Everything that the Mets do going forward has to be carefully weighed and part of an overall plan. This is particularly true at the beginning because the club hasn't been run well for years. For instance, while the Mets have drafted well for the last two seasons under Brodie Van Wagenen, they've also given up some really good prospects in ill-advised deals. The overall result is a system that's pretty thin and especially lacking in close to major league ready prospects. So, whether they're looking to make a deal or taking into account the draft picks they'll forfeit when signing free agents, the overall impact on their prospect pool has to be offset by aggressive strategies in other areas to start building that talent pool back where it needs to be for a smart, well-run big market team.
I've talked about Realmuto in this post, but the same could be said for other potential targets like Trevor Bauer, Marcus Stroman or George Springer.

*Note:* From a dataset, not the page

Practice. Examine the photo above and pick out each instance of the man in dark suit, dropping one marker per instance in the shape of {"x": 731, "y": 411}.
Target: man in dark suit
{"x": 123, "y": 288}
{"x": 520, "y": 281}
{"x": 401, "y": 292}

Part of me just wants to allow myself to get drunk with greed and scream out, "sign all of them!" I'm dying to see the Mets contend for something again. 2015 seems a long, long time ago. But I'm also tired of returns to contention that fall apart after a season or two. There are going to be many decisions made over Steve Cohen's first offseason signing the checks. Besides the free agent marketplace and potential trade decisions, Michael Conforto and Noah Syndergaard are entering their last season before free agency. If the Mets hope to try to extend them before they hit the market, most likely that has to happen before the season starts.
I've said this before, this will be one of the most consequential offseasons in Mets history. Decisions made over the next few months will have implications that will go way beyond the team that the Mets field in 2021. It's a really cool time to be a Mets fan. I can't even remember the last time I really felt that way.
Okay, that's it for me today. I will continue to post all during the offseason. Please stay safe, be well and take care. Hope to see you back here soon.